Breakfast is the most important meal of the day! Start each morning with 16oz of water to kick start your metabolism and wake-up your brain. According to a Rochester University examination on healthy eating habits, eating a nutritious breakfast in the morning will decrease excess snacking and binging throughout the day.

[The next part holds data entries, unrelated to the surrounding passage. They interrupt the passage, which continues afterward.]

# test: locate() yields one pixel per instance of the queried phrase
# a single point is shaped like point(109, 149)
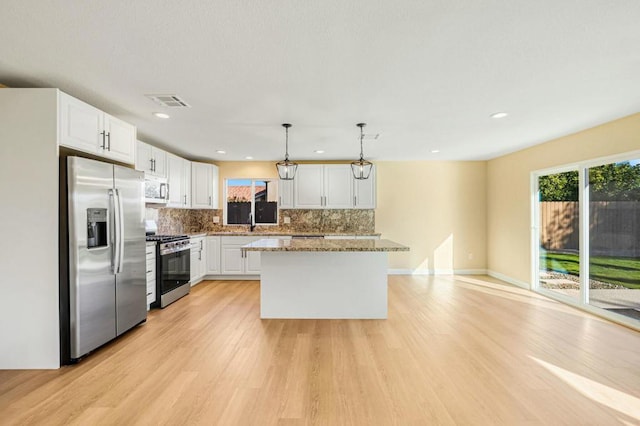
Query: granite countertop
point(198, 235)
point(289, 233)
point(275, 244)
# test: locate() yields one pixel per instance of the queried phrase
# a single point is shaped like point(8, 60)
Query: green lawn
point(624, 271)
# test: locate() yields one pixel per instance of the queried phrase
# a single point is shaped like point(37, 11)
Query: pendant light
point(286, 169)
point(361, 168)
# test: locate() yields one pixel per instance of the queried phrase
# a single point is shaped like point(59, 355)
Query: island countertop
point(274, 244)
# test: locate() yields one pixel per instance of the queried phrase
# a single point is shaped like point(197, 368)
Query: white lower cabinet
point(198, 259)
point(151, 273)
point(213, 255)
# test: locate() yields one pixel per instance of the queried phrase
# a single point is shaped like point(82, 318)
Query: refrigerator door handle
point(120, 230)
point(115, 231)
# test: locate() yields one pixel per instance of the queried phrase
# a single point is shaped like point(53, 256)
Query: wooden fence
point(614, 227)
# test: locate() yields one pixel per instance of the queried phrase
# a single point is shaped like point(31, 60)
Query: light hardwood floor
point(455, 350)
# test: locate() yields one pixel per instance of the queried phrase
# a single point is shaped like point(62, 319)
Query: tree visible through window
point(252, 201)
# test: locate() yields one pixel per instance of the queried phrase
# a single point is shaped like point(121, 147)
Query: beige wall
point(508, 188)
point(438, 209)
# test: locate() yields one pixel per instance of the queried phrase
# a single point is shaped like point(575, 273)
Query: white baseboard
point(505, 278)
point(436, 271)
point(232, 277)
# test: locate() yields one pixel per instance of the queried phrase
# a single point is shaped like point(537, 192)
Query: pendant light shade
point(362, 168)
point(286, 169)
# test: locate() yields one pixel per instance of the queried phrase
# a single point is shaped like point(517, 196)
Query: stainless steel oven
point(173, 271)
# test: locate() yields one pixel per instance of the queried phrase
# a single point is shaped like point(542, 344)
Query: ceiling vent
point(170, 101)
point(371, 136)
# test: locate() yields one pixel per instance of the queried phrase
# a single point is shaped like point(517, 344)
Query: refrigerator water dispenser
point(96, 228)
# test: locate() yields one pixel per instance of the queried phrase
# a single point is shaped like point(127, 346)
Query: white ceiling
point(424, 74)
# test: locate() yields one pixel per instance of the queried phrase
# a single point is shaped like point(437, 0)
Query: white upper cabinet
point(338, 186)
point(179, 179)
point(285, 191)
point(204, 186)
point(308, 186)
point(86, 128)
point(324, 186)
point(151, 160)
point(121, 140)
point(364, 192)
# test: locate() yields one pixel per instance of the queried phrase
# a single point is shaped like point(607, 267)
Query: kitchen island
point(320, 278)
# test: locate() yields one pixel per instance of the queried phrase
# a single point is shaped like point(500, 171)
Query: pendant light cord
point(361, 125)
point(286, 144)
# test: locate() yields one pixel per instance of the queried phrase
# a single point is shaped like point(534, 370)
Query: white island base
point(328, 285)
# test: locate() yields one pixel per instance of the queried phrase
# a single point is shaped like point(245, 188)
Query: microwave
point(156, 190)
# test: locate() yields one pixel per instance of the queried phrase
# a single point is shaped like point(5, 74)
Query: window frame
point(253, 203)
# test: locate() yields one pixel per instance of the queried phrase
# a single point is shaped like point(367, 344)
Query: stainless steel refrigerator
point(103, 290)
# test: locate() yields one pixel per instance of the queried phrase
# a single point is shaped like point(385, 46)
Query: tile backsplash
point(188, 221)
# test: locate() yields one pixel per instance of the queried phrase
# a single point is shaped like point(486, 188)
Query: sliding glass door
point(559, 233)
point(614, 237)
point(586, 222)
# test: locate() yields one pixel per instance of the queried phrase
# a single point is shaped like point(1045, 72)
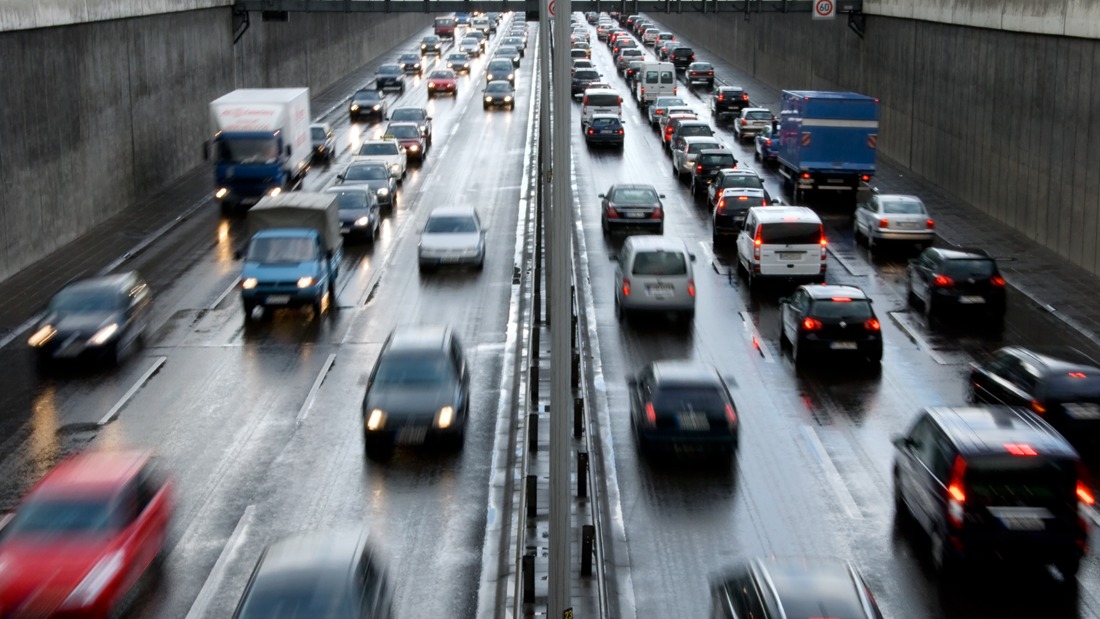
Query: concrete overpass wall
point(1007, 120)
point(98, 115)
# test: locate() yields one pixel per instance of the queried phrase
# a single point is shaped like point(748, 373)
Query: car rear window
point(660, 263)
point(791, 233)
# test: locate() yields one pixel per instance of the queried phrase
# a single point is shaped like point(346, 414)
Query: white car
point(388, 152)
point(452, 235)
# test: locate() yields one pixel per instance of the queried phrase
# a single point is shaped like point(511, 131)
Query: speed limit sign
point(824, 9)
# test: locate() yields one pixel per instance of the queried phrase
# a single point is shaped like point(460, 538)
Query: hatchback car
point(824, 321)
point(418, 391)
point(992, 484)
point(83, 537)
point(1063, 390)
point(956, 280)
point(781, 587)
point(631, 206)
point(887, 218)
point(452, 235)
point(321, 575)
point(95, 319)
point(683, 408)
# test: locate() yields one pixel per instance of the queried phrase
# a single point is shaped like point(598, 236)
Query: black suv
point(681, 57)
point(418, 391)
point(727, 102)
point(992, 483)
point(829, 320)
point(792, 587)
point(1065, 393)
point(965, 280)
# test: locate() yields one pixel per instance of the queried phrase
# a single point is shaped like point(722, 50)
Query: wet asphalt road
point(261, 424)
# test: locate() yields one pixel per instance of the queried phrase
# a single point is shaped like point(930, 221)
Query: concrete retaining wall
point(98, 115)
point(1007, 120)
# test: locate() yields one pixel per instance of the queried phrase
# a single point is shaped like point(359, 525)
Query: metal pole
point(561, 339)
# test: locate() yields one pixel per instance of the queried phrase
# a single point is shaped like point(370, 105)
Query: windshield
point(248, 151)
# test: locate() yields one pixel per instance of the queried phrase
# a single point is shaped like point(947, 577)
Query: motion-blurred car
point(360, 213)
point(781, 587)
point(418, 391)
point(388, 152)
point(498, 94)
point(452, 235)
point(820, 321)
point(683, 408)
point(376, 176)
point(84, 535)
point(887, 218)
point(319, 575)
point(442, 81)
point(95, 319)
point(389, 76)
point(367, 102)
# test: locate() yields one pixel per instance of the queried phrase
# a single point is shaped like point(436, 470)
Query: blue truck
point(827, 141)
point(294, 255)
point(261, 144)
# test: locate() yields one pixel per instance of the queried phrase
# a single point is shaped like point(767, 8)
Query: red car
point(84, 535)
point(442, 80)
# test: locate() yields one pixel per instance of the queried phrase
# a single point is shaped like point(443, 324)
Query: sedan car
point(367, 102)
point(418, 391)
point(633, 206)
point(452, 235)
point(389, 76)
point(360, 213)
point(320, 575)
point(893, 218)
point(498, 94)
point(83, 537)
point(373, 174)
point(683, 408)
point(388, 152)
point(442, 80)
point(95, 319)
point(829, 320)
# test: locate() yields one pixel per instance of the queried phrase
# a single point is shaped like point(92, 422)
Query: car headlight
point(446, 417)
point(103, 334)
point(376, 420)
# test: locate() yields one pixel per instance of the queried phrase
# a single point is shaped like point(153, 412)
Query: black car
point(418, 391)
point(95, 319)
point(683, 408)
point(367, 102)
point(956, 282)
point(1064, 391)
point(781, 587)
point(328, 575)
point(992, 484)
point(829, 320)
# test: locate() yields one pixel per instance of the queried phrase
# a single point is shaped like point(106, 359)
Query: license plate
point(411, 435)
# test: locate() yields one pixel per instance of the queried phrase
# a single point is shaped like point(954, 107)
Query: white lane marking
point(306, 406)
point(901, 320)
point(832, 475)
point(125, 398)
point(206, 595)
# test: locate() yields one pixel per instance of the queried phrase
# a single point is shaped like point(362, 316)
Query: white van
point(655, 274)
point(655, 79)
point(600, 101)
point(781, 243)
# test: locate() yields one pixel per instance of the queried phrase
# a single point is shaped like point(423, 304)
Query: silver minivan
point(655, 274)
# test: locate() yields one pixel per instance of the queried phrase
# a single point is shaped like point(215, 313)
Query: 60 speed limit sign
point(824, 9)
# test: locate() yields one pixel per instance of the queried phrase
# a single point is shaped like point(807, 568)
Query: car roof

Eating protein-rich, high-fiber foods for breakfast will help you feel fuller, longer. Trade in your regular or low-fat yogurt (10g of protein) for a Greek yogurt with a whopping 30g of protein! Throw in some blueberries for an antioxidant boost, and round out your meal with a piece of whole-grain, high-fiber toast to fuel your body and mind helping you stay full throughout the morning. Slow-release carbohydrates such as oatmeal or bran are another great morning option. Unlike refined carbohydrates, such as white bread, these slow-release carbs won’t spike your blood sugar keeping your insulin levels down and helping you torch fat throughout the morning.


Don’t Skip the Snacks

While 75% of your nutrients should come from the meals you eat, the remaining portion should be made up of snacks. Smart snacking can help you stay energized and may even help you lose weight. After a meal, it takes your stomach about 4 hours to empty, and, at this point, your blood sugar levels begin to drop. This decline can be linked to that tired, sluggish feeling we sometimes get mid-morning or mid-afternoon: if you’ve failed to prepare, this can be the most dangerous time for wrecking your healthy habits. While it may be easy to grab a muffin or a bag of chips, those types of snacks can leave your hunger cravings unsatisfied.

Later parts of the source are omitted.